Effects of attention on MT and MST neuronal activity during pursuit initiation.

The responses of neurons in monkey extrastriate areas MT (middle temporal) and MST (medial superior temporal), and the initial metrics of saccadic and pursuit eye movements, have previously been shown to be better predicted by vector averaging or winner-take-all models depending on the stimulus conditions. To investigate the potential influences of attention on the neuronal activity, we measured the responses of single MT and MST neurons under identical stimulus conditions when one of two moving stimuli was the target for a pursuit eye movement.
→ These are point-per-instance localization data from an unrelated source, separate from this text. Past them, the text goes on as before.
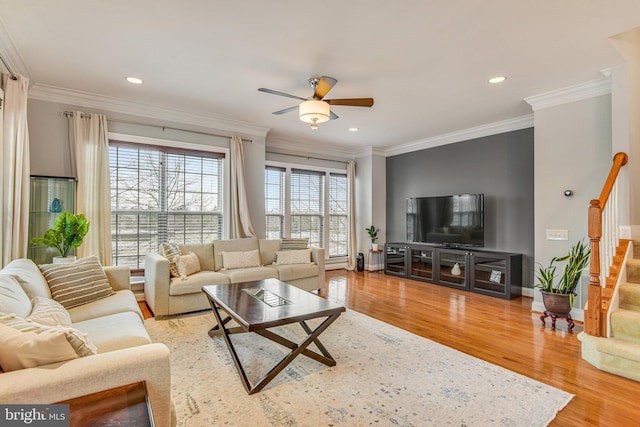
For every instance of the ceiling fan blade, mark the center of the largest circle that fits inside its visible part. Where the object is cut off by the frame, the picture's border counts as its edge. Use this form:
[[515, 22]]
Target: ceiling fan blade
[[275, 92], [324, 86], [286, 110], [354, 102]]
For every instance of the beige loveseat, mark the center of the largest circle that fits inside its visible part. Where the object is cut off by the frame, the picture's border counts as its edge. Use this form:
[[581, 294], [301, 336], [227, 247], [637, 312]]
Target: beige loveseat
[[114, 325], [168, 295]]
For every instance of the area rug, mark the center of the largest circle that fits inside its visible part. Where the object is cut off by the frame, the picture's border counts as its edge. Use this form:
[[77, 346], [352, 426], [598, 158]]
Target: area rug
[[384, 376]]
We found the greatest attentional modulation across neurons when two stimuli moved through the receptive field (RF) of the neuron and the stimulus motion was initiated at least 450 ms before reaching the center of the RF. These conditions were the same as those in which a winner-take-all model better predicted both the eye movements and the underlying neuronal activity. The modulation was almost always an increase of activity, and it was about equally frequent in MT and MST. A modulation of >50% was observed in approximately 41% of MT neurons and 27% of MST neurons. Responses to all directions of motion were modulated so that the direction tuning curves in the attended and unattended conditions were similar. Changes in the background activity with target selection were small and unlikely to account for the observed attentional modulation. In contrast, there was little change in the neuronal response with attention when the stimulus reached the RF center 150 ms after motion onset, which was also the condition in which the vector average model better predicted the initial eye movements and the activity of the neurons. These results are consistent with a competition model of attention in which top-down attention acts on the activity of one of two competing populations of neurons activated by the bottom-up input from peripheral stimuli. They suggest that there is a minimal separation of the populations necessary before attention can act on one population, similar to that required to produce a winner-take-all mode of behavior in pursuit initiation. The present experiments also suggest that it takes several hundred milliseconds to develop this top-down attention effect.